Впрочем, сам он давно являлся членом КПСС и, бывало, уговаривал меня вступить в неё, чтобы можно было её критиковать изнутри - своим позволяется.
- Мы эту партию самозванцев взорвём, - бормотал он дребезжащим голосом, оглядываясь. - Они пришли в семнадцатом, внаглую сами себя назначили властью. Народ избирал Думу, а не их, а они Думу разогнали. Да и вчерашних своих союзников повесили на реях. - Речь у Александра была всегда цветиста, известный журналист, он умел говорить. - Напрасно ты хочешь быть над схваткой. Только серые воробьи над схваткой. Придёт время - и светлое знамя свободы окажется в чистых руках.
- Да не хочу я быть членом партии, - отвечал я тоскливо. Меня уж звали туда и начальники экспедиций (давно бы орден получил, хотя бы за Средне-Бигайское месторождение нефти), и мать советовала. Но я был достаточно успешный геолог, у меня даже была своя теория в двух тетрадках, касающаяся осадочных пород, про то, как некогда двигались плиты и возникали драгоценные ныне ископаемые. Правда, над моими измышлениями посмеивались коллеги: книги пишут академики, а ты кто такой?
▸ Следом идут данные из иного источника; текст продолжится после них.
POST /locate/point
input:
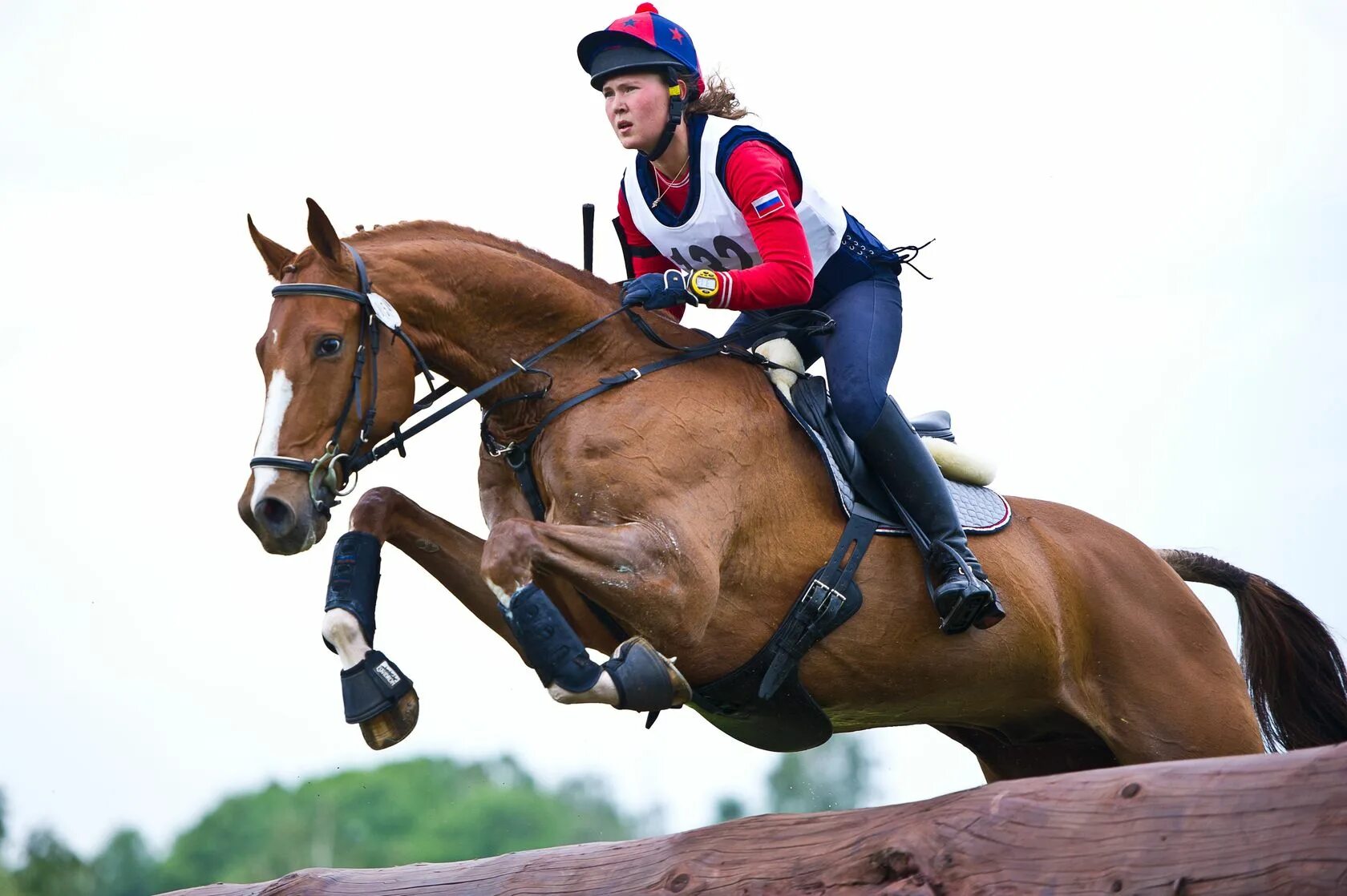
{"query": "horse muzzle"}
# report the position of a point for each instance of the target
(281, 515)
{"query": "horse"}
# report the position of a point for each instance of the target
(690, 508)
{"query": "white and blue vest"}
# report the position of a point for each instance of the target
(711, 232)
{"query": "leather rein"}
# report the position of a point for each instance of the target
(334, 474)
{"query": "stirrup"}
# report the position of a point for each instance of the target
(645, 680)
(974, 605)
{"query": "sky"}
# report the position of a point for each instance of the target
(1140, 216)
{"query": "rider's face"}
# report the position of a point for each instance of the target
(637, 107)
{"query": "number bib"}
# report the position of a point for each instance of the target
(711, 232)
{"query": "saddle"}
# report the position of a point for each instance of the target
(762, 702)
(981, 510)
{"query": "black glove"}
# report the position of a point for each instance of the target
(657, 291)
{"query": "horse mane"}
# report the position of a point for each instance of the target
(445, 231)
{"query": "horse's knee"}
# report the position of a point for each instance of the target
(374, 511)
(507, 555)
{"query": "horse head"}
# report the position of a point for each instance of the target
(337, 380)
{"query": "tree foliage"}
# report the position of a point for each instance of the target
(416, 811)
(826, 777)
(427, 810)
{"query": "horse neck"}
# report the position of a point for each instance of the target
(475, 310)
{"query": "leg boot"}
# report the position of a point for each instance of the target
(958, 585)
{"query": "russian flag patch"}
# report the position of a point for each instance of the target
(768, 204)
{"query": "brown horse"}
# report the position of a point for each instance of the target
(693, 510)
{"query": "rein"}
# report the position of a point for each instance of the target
(326, 482)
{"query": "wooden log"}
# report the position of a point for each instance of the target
(1237, 825)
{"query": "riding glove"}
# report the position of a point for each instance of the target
(657, 291)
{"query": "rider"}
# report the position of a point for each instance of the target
(718, 213)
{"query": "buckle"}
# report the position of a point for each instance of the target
(831, 591)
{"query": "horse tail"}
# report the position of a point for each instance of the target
(1295, 670)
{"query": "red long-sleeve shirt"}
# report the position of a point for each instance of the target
(786, 275)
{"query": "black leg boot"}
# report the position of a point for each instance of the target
(960, 587)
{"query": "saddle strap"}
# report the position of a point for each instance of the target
(830, 599)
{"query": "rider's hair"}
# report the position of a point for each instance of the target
(718, 99)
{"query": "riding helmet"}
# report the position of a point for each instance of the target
(641, 42)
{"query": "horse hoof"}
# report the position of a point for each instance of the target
(392, 725)
(647, 680)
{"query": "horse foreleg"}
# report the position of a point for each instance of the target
(635, 570)
(447, 553)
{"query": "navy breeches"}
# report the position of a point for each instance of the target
(859, 356)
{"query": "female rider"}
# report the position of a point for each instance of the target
(718, 213)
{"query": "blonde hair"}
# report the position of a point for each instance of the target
(718, 99)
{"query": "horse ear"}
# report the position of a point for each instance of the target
(322, 235)
(273, 253)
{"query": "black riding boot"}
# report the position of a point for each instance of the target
(960, 587)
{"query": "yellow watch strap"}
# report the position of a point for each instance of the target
(705, 285)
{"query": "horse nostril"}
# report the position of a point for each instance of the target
(275, 515)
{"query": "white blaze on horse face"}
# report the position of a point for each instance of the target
(279, 393)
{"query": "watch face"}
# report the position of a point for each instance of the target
(705, 283)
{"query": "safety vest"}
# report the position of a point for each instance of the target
(711, 232)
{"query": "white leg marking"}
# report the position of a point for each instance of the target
(501, 595)
(604, 692)
(341, 628)
(279, 393)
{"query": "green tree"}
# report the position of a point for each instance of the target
(124, 866)
(416, 811)
(835, 775)
(729, 807)
(53, 870)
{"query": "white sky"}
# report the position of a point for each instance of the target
(1140, 215)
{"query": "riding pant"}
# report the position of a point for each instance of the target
(860, 353)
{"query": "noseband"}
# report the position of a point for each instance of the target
(326, 482)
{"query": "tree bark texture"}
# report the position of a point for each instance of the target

- А вот если вступишь в ряды, ты сможешь свои идеи пробить через ЦК. Тебе лично должен будет ответить министр, - убеждал меня Александр Зиновьевич. И я не вступал до последнего.
А КПСС уже агонизировала, народ хохотал над дряхлыми генсеками. Наконец, бразды правления перешли к Горбачёву, к молодому по меркам Политбюро человеку, говорившему порой без шпаргалки. И я поверил именно ему, Горбачёву, я поверил, что в нашей двухслойной империи может воссиять справедливость, восторжествует истинное равенство - решение станут принимать люди умные, свежие, а не замшелые, как нижние венцы бань, кадры.